Important Chair Features
Lumbar Support
Your lumbar spine has a natural inward curve that needs proper support. Sitting for long periods without this support leads to slouching and flattens this natural curve. Look for an ergonomic chair with both height and depth adjustments to help support the inward curve of your lower back.
Seat Width and Depth
A good ergonomic desk chair should be 17 to 20 inches wide with enough depth to sit comfortably against the backrest and an adjustable tilt. When sitting, you should have two to four inches between the front of the seat and the back of your knees. For comfort and easy movement, choose a chair with adequate padding and stem caster wheels.
Seat Height
A seat height from 16 to 21 inches will allow you to put your feet flat on the floor and your arms evenly on your desk without any discomfort. The seat height should be adjustable, preferably with a pneumatic lever for quick, simple height adjustments.
Backrest
Look for an ergonomic chair with a backrest that’s at least 12 to 19 inches wide. If the backrest and chair seat are made in one piece, the backrest should adjust in forward and backward angles with a locking mechanism that secures the position.
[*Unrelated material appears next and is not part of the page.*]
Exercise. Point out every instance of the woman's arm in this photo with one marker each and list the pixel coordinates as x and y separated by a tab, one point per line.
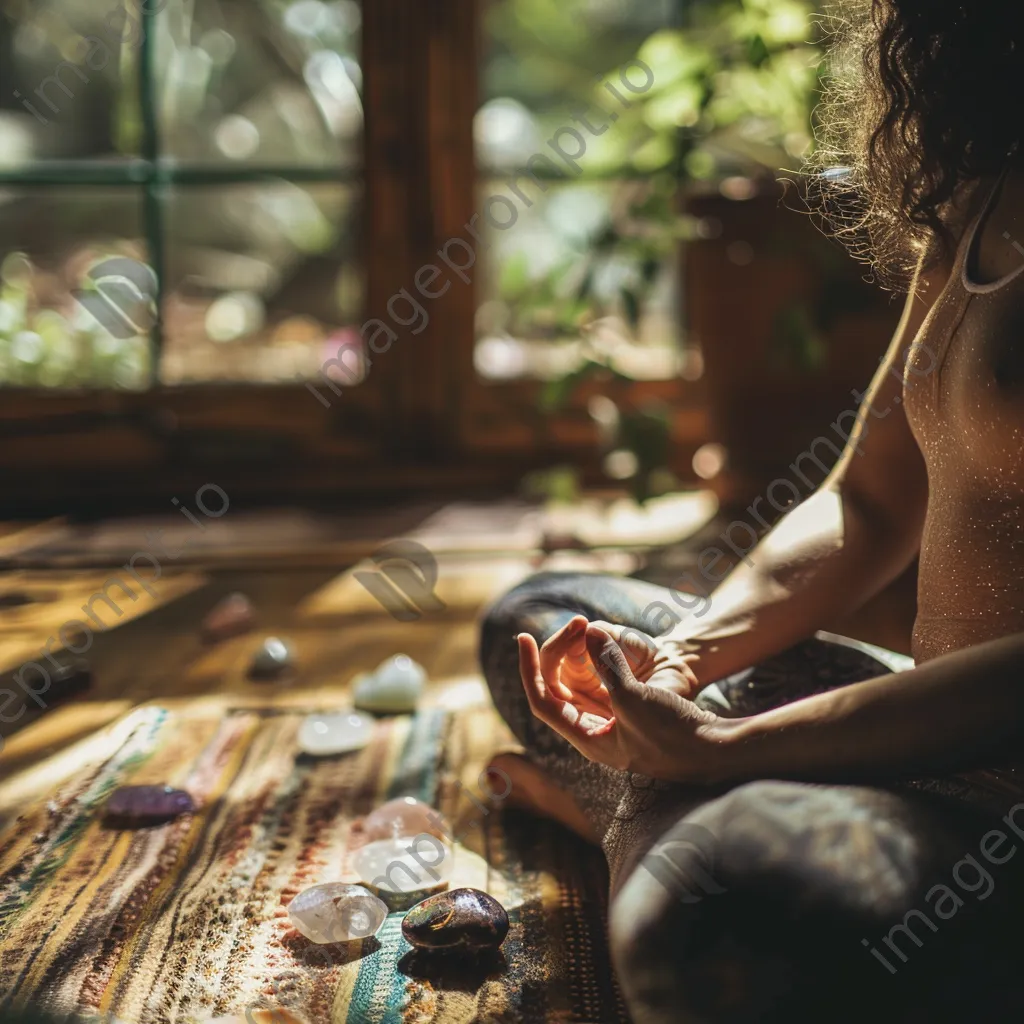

If the backrest is separate from the seat, make sure you can adjust the height and angle for proper lumbar support.
Good Posture
By choosing an ergonomic desk chair with proper lumbar support, you can improve your posture. Correct posture not only enhances your physical appearance, but it’s essential to your back and spine health. Good posture helps to reduce back and neck pain, a common complaint for people who spend a lot of time in seated positions. Poor posture puts stress on the vertebrae in your spine, often leading to constricted blood vessels, nerve and muscle damage, discs and joint problems, headaches and fatigue.
Since your spine is not designed for long periods of sitting, it’s important to move around. If you have a desk job, make sure you get up, stretch and move around at regular intervals throughout your work day to prevent stiff muscles and fatigue. Be aware of your posture and remind yourself not to slouch while sitting or standing. Developing good posture may feel awkward at first, but it will promote a healthy spine and help prevent back or neck related problems in the future.